The preparation of the instruments

  • Local environment: Windows10 Professional edition
  • Operating system: 64-bit
  • Python version: Python 3.8
  • Run the tool PyCharm 2020.2

Step analysis and code implementation

Let’s import some libraries before we start

import requests
from lxml import etree
Copy the code

Get the source code to open a website for analysis

! [](https://p6-tt-ipv6.byteimg.com/large/pgc-image/f97f8d788f0c45df95f8bc14597a14c7)

One is the URL, two is the title of the article, and three is the content and then we put it in the code, and we get the page that’s in this interface

Url = requests. Get (' https://www.chnlib.com/zuowenku/ ') HTML = url.
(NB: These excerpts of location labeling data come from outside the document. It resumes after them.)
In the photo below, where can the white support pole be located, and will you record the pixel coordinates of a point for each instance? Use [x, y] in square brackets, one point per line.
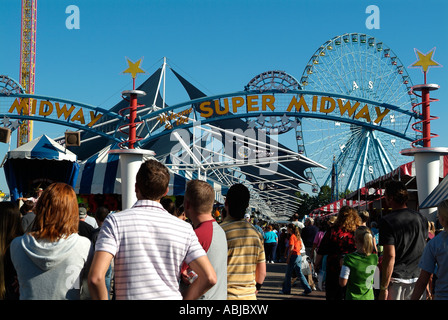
[427, 163]
[130, 162]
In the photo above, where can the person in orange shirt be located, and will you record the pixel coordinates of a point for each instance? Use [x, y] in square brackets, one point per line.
[294, 262]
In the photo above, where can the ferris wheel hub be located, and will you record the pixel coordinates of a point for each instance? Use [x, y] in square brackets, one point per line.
[426, 86]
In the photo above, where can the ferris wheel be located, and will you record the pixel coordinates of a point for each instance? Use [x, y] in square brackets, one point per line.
[359, 66]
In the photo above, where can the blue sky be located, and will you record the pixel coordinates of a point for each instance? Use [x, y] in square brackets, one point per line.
[217, 45]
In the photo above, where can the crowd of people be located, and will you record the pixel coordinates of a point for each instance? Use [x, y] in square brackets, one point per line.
[50, 248]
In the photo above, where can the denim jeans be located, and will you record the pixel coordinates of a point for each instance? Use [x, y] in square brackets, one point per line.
[295, 262]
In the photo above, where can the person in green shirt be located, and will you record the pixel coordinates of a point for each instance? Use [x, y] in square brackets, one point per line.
[358, 268]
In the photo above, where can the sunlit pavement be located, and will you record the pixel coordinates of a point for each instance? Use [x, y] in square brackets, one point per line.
[273, 284]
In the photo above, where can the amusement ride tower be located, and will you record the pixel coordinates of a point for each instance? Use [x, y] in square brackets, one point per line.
[426, 158]
[27, 63]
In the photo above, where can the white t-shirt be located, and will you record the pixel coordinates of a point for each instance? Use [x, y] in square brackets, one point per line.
[149, 246]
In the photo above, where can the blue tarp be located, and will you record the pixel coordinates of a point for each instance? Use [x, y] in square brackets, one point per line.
[38, 164]
[100, 174]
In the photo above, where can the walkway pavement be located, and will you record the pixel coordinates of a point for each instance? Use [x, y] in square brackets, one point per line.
[273, 284]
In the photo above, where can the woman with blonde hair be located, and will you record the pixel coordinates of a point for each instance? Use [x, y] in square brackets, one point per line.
[294, 261]
[50, 260]
[337, 241]
[358, 268]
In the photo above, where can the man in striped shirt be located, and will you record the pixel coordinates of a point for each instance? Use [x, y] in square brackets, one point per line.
[148, 246]
[246, 264]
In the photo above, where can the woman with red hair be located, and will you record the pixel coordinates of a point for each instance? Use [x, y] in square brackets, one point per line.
[50, 260]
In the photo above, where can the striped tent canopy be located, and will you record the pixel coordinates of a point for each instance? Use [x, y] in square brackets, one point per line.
[439, 194]
[37, 164]
[100, 174]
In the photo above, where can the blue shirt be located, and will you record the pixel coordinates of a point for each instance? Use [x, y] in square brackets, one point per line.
[270, 237]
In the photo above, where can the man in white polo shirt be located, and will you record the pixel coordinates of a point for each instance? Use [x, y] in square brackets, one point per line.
[148, 246]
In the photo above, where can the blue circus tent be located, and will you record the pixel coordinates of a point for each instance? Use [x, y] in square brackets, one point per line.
[100, 174]
[39, 163]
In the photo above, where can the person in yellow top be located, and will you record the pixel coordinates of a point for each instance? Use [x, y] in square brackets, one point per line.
[246, 263]
[294, 262]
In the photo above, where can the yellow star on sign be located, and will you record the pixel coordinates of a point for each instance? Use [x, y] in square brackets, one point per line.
[134, 68]
[425, 60]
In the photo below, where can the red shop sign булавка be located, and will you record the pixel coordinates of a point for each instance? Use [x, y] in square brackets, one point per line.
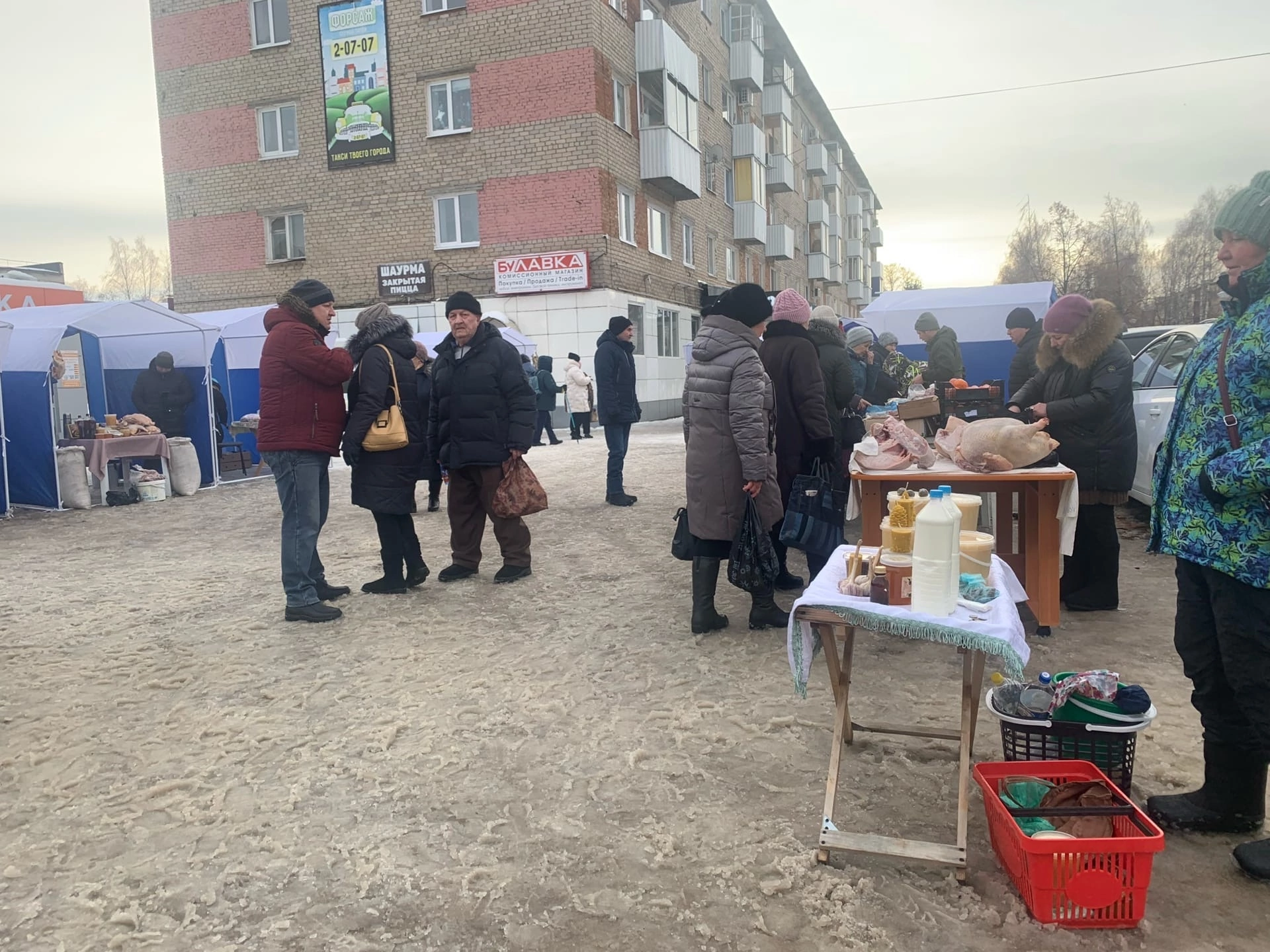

Content. decode () # of cipher processing, there is no written content of the default value is "utf-8" print (HTML)Copy the code
  1. Returns the result

    So that’s the code for the page, and that’s the proof that we got to the page.

  2. Get the url of the composition chapter has been able to get the source code of the web page, next we will analyze where we want the article, you can see the interface is that each article is a link, F12 can view the source code of the web page. Click the small arrow in the upper right corner, select the composition page, you can see a label on the right which is the link of the article, each article needs to open a link.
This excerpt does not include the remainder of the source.